Na przystanku
To było wczesną wiosną, rano,
około ósmej – więc wiadomo,
że było zimno, gdy ta pani
do mnie zwróciła się o pomoc.
Gdy wybierała się na cmentarz,
to pomyliła autobusy.
Teraz, solidnie przemarznięta,
pragnęła w dalszą drogę ruszyć.
Na mą uwagę, że o tej porze,
wychodzić z domu trzeba później,
odpowiedziała, że nie może
– tam leży syn – pani rozumie,
– bo syn był dobry i mąż także,
więc muszę im zapalić znicze.
Do dziś nie mogę odżałować,
że jej nie dałam rękawiczek.
Komentarze (48)
Dziekuję koejnym gościom za podzielenie się odczuciami
związanymi z przekazem. Miłego dnia wszystkim:)
Trzecia zwr.pierwszy wers o jedną sylabę większy od
pozostałych.Ogólnie może być.
Jakże ciepły przekaz.
Pozdrawiam
Smutne.
Autorka zadziwia swoimi umiejętnościami.
Pozdrawiam
Smutna historia...
Pozdrawiam cieplutko :)
Poruszający wiersz i zarazem skłania do refleksji?
Aniu, czasami tak jakoś nie pomyślimy, a później nie
możemy o tym zapomnieć...
Jesteśmy tylko ludźmi:)
Pozdrawiam jak zawsze serdecznie i z uśmiechem, Ola:)

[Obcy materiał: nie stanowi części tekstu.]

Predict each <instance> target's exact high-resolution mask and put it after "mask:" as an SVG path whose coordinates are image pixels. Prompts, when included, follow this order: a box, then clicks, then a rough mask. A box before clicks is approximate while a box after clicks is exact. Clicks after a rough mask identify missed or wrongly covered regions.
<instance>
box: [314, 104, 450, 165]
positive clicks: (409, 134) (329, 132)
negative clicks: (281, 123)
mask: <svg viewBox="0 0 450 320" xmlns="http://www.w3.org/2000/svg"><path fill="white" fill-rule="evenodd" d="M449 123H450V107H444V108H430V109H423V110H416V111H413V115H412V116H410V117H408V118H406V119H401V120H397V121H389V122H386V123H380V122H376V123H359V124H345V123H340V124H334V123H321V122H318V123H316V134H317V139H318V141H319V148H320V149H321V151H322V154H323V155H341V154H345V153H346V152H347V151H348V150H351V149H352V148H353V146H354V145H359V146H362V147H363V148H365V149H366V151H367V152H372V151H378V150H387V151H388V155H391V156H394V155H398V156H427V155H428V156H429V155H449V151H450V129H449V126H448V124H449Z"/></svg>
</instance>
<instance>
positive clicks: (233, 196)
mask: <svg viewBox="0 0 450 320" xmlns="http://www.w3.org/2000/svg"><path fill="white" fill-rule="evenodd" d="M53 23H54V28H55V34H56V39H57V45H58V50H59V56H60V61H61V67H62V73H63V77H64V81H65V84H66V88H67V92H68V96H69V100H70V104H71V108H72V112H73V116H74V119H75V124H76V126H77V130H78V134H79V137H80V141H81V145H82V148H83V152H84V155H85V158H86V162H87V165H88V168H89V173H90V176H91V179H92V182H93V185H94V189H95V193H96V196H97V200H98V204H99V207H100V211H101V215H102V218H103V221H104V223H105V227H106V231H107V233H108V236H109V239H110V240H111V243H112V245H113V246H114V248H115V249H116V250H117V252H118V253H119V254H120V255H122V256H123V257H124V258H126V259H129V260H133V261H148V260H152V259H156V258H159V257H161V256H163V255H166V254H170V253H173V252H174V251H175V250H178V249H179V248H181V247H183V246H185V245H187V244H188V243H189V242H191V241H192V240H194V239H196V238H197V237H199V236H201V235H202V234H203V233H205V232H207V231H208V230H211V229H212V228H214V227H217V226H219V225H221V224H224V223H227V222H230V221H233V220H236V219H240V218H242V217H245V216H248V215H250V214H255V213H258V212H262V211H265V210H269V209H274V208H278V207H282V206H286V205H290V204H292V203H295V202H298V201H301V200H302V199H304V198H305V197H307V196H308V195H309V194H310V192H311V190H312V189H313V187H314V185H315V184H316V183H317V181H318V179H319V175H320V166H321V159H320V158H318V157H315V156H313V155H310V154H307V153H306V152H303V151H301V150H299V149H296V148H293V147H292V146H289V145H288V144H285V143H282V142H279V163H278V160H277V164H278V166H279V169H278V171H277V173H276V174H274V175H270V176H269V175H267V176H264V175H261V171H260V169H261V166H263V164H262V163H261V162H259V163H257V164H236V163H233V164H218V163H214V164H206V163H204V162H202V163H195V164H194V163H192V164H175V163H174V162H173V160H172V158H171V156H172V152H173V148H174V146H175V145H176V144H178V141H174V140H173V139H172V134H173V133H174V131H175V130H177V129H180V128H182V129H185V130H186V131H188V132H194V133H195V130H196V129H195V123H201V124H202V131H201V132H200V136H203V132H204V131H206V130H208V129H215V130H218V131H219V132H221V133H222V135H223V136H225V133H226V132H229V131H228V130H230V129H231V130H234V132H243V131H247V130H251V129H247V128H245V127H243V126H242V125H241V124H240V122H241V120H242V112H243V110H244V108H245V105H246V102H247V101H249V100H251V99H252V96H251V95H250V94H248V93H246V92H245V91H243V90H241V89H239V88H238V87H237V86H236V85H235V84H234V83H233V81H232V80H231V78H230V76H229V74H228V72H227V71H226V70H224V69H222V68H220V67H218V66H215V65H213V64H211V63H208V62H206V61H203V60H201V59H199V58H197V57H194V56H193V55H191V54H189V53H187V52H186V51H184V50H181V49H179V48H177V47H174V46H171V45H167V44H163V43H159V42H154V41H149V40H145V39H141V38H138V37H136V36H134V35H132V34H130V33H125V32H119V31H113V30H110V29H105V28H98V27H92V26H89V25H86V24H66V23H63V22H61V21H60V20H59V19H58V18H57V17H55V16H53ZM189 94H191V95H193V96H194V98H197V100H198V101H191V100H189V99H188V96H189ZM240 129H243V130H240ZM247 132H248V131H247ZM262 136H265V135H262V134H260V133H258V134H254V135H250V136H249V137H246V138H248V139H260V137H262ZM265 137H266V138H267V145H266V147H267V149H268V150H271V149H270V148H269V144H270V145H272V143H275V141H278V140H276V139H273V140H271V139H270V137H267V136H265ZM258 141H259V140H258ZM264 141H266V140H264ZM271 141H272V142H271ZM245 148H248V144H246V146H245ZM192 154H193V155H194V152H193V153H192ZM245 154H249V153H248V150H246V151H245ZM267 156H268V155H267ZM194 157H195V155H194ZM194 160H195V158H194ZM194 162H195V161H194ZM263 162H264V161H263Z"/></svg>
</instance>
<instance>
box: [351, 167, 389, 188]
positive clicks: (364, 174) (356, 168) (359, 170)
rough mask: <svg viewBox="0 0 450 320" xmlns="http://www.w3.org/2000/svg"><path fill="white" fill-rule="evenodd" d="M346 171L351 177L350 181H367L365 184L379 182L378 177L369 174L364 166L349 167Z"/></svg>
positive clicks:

Jedna z najbardziej aktywnych autorek na portalu nie
zwalnia tempa..jest forma... i treść
Przekonująco.
Pozdrawiam.
Wzruszasz...
Kiedyś miałam podobne zdarzenie i niesmak do samej
siebie po czasie. W aptece starszy pan nie miał dość
pieniędzy na wykupienie recepty, wahałam się, czy mu
dopłacić, ale bałam się, że poczuje się poniżony czy
urażony. Do dziś o tym nie zapomniałam. Smutna
historia, wzruszyłaś i przypomniałaś.
Pozdrawiam :)
Dziękuję kolejnym gościom za odniesienie się do
przekazu.
Miłego wieczoru:)
Bardzo smutne spotkanie.
Oj, budzi refleksje.
Piękna i wzruszająco pouczająca historia z niejednego
życiorysu.Ile radości i satysfakcji daje dzielenie się
z innymi.Kupiłem ostatnio bułkę młodemu człowiekowi
stojącemu pod sklepem i proszącemu o coś do jedzenia.
Biegnie za mną zawsze kiedy mnie zauważy.Jest na
pierwszy rzut oka sprawny i zdrowy.Co mam zrobić?Gdzie
jest granica pomagania?Choć nie ukrywam, że od chwili
,,poznania,, tego gościa mam duże szczęście. Przerwać
to?Co do bohaterki z wiersza...odpowiedź nasuwa się
sama.Pozdrawiam
A no tak to jest, czasem w pośpiechu człowiek nie
zdąży odpowiednio zareagować, a potem to gnębi.
Dziękuję @Najko@ i Renato Sz-Z za Wasze refleksje.